Société

Philippe Barre sur Darwin : incompréhension et schizophrénie

Par Florence Pérusin, France Bleu Gironde jeudi 19 janvier 2017 à 10:03

Philippe Barre dans le studio de France Bleu Gironde
Philippe Barre dans le studio de France Bleu Gironde © Radio France - Florence Pérusin

Le fondateur de Darwin affirme que la mairie de Bordeaux demande aux associations du site de partir sans délai. Il dénonce la schizophrénie de l'aménageur qui porte un projet qui ne correspond plus selon lui aux besoins actuels. Interview.
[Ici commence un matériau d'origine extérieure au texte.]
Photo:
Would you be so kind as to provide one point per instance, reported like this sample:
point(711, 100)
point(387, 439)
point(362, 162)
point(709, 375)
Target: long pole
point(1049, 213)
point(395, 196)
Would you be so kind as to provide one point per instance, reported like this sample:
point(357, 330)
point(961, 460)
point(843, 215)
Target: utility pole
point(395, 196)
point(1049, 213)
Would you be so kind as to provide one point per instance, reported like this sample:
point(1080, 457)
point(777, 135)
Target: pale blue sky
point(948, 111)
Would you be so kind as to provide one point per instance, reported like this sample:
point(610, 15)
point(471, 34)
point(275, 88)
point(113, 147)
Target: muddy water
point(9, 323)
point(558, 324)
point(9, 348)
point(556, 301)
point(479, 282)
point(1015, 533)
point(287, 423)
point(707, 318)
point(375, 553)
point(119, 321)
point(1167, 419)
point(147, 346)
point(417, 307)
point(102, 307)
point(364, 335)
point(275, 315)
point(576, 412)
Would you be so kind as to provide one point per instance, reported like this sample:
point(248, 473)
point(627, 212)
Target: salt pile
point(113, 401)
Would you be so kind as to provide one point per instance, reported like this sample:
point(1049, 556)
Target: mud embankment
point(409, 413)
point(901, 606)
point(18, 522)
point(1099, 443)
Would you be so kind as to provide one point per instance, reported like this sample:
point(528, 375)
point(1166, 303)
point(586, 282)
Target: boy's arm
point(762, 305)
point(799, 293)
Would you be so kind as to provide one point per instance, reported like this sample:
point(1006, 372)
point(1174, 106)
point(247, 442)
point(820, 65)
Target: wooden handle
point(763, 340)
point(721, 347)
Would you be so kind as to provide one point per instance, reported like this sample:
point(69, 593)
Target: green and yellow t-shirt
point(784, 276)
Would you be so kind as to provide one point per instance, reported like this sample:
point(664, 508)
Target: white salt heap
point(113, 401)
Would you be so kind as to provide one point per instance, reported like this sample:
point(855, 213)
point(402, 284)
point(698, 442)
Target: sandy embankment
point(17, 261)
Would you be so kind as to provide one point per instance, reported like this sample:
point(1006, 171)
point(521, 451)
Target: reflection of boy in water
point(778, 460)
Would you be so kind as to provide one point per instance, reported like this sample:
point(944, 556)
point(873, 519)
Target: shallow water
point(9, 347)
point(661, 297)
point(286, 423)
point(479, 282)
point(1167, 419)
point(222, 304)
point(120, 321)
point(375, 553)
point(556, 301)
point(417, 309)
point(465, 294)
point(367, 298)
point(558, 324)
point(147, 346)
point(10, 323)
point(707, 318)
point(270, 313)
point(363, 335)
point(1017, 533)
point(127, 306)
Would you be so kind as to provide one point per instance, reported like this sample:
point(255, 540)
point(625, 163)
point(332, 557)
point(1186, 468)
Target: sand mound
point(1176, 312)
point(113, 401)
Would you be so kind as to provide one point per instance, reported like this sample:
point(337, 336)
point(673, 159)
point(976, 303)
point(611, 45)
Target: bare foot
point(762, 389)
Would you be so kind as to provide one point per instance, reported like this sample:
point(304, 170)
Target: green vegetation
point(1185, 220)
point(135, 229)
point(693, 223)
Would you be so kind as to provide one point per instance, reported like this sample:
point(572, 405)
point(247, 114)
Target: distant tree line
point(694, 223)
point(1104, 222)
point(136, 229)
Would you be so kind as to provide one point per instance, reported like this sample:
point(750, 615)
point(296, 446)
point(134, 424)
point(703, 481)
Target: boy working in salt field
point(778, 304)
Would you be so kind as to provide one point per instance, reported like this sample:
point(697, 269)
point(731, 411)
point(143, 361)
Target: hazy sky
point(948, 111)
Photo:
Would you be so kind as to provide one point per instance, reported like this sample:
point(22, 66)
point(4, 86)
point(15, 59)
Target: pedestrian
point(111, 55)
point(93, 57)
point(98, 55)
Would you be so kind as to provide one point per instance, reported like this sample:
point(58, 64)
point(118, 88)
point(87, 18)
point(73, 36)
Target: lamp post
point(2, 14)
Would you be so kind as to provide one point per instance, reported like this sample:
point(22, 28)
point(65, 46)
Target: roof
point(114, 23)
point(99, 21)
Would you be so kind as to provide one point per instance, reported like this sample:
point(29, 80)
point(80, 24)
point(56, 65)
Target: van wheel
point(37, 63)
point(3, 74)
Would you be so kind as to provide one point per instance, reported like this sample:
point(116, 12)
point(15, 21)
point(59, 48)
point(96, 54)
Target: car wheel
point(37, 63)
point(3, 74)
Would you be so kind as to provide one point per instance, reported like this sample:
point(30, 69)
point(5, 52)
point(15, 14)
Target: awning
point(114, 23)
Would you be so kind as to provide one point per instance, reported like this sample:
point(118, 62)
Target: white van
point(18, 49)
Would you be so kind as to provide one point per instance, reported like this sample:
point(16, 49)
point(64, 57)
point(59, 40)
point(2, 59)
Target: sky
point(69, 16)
France Bleu Gironde: Quelqu'un à la mairie vous a-t-il demandé de partir et vite ?

Philippe Barre : D'abord, tout le monde ne doit pas partir. Les entreprises sont dans une partie privée que nous avons achetée en 2010, donc cette partie là n'est pas concernée, en revanche sur la partie des associations, elles sont soumises à des autorisations d'occupation temporaires. Et oui, on nous a dit il y a 8 jours lors d'une réunion qu'il fallait qu'on parte dans la précipitation. L'échéance annoncée, c'était sans délai, mais avec des solutions de relocalisation, le problème c'est que nous attendons toujours ces solutions. Nous on essaie de faire valoir que le modèle fonctionne, ce qui a été reconnu.

En même temps, ces autorisations temporaires faisaient partie du deal de départ ?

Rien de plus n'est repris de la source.